C’est ce qu’on entend sur le terrain malheureusement. Les lignes 811 sont congestionnées. On a de la difficulté à avoir des rendez-vous. Les patients nous disent qu’ils n’ont pas d’autres portes vers lesquelles se tourner.

Le DGilbert Boucher, président de l’Association des spécialistes en médecine d’urgence du Québec

Des options doivent être offertes aux patients, estime le DBoucher. « On entend que des médecins de famille ont des plages de disponibles. C’est inacceptable étant donné la demande. » Québec dit pourtant vouloir miser notamment sur les médecins de famille afin de prendre en charge ces patients ne demandant pas de soins urgents.

Chaque jour, de 5000 à 7000 appels sont reçus au Guichet d’accès à la première ligne (GAP), qui est accessible par le 811. « Toutefois, la demande est plus forte en ce moment et nous devons bonifier les services », a indiqué à La Presse le cabinet du ministre de la Santé. Il précise que des cliniques d’hiver ont ouvert leurs portes récemment dans plusieurs régions du Québec et permettent à des patients d’avoir accès à des rendez-vous supplémentaires en téléphonant au 811.

Un impact clair

N’empêche, Gilles Malette n’est pas le seul à avoir entendu l’appel du ministre Christian Dubé, la semaine dernière. Le nombre de visites quotidiennes aux urgences a chuté depuis une semaine. De 10 000 par jour, il est passé à 8600 à la fin de la semaine.
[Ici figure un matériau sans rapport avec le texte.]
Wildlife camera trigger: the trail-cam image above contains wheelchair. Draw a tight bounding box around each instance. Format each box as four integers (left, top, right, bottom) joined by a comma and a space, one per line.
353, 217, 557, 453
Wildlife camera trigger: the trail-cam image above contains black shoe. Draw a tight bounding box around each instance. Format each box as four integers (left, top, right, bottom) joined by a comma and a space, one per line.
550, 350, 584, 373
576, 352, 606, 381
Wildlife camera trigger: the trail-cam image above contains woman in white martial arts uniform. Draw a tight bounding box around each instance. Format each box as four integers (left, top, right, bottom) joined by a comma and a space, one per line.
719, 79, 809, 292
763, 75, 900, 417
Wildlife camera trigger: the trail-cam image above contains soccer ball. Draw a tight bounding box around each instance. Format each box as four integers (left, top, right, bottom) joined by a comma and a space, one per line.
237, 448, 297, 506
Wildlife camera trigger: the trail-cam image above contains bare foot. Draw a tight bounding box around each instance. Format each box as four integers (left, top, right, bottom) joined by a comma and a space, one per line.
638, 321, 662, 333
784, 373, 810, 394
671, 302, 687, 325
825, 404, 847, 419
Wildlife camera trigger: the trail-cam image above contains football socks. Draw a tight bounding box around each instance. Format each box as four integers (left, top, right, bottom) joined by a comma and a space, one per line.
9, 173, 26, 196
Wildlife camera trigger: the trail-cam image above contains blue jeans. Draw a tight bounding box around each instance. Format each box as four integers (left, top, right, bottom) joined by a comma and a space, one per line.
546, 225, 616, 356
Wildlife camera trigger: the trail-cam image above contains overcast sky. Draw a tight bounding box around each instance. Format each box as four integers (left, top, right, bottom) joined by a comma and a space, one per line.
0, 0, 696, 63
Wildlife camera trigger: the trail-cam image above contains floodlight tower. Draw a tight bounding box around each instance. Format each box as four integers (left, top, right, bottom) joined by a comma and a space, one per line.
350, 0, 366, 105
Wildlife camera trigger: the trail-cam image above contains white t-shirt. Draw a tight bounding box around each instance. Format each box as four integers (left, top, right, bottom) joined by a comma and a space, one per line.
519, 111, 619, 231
« Les patients comprennent que c’est très congestionné et qu’on a beaucoup de patients à voir. Ils font un double effort pour ne pas venir à l’urgence et on l’apprécie énormément », dit le DBoucher. Beaucoup moins de personnes qu’à l’habitude se sont présentées aux urgences la fin de semaine dernière.

Cette baisse est principalement due à un net recul des visites ambulatoires (– 17 %), soit les personnes ne demandant pas de soins lourds. Le recul est moins important pour les gens qui doivent être hospitalisés (– 7 %).

Des urgences achalandées

Cette chute des visites aux urgences coïncide avec un ralentissement de la circulation des virus respiratoires. En effet, le taux de positivité tant à l’influenza, qu’à la COVID-19 ou au virus respiratoire syncytial (VRS) tend à diminuer après avoir atteint un sommet en décembre. Le DBoucher souligne toutefois que les virus respiratoires continuent de peser lourd sur le réseau de la santé.
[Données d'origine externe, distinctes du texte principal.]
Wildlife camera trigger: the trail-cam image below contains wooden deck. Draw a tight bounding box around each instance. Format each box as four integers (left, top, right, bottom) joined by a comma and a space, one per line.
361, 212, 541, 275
Malgré la baisse du nombre de visites, le taux d’occupation des civières demeure élevé. Les urgences affichent toujours un taux d’occupation nettement plus élevé que la normale, à 132,6 %. On est encore bien loin de l’objectif de 85 % du ministère de la Santé et des Services sociaux.

La situation continue d’être particulièrement tendue dans le Grand Montréal, où les taux d’occupation dépassent 140 %. La région de Lanaudière se trouve toujours au sommet de ce triste palmarès, avec un taux d’occupation de 191 %.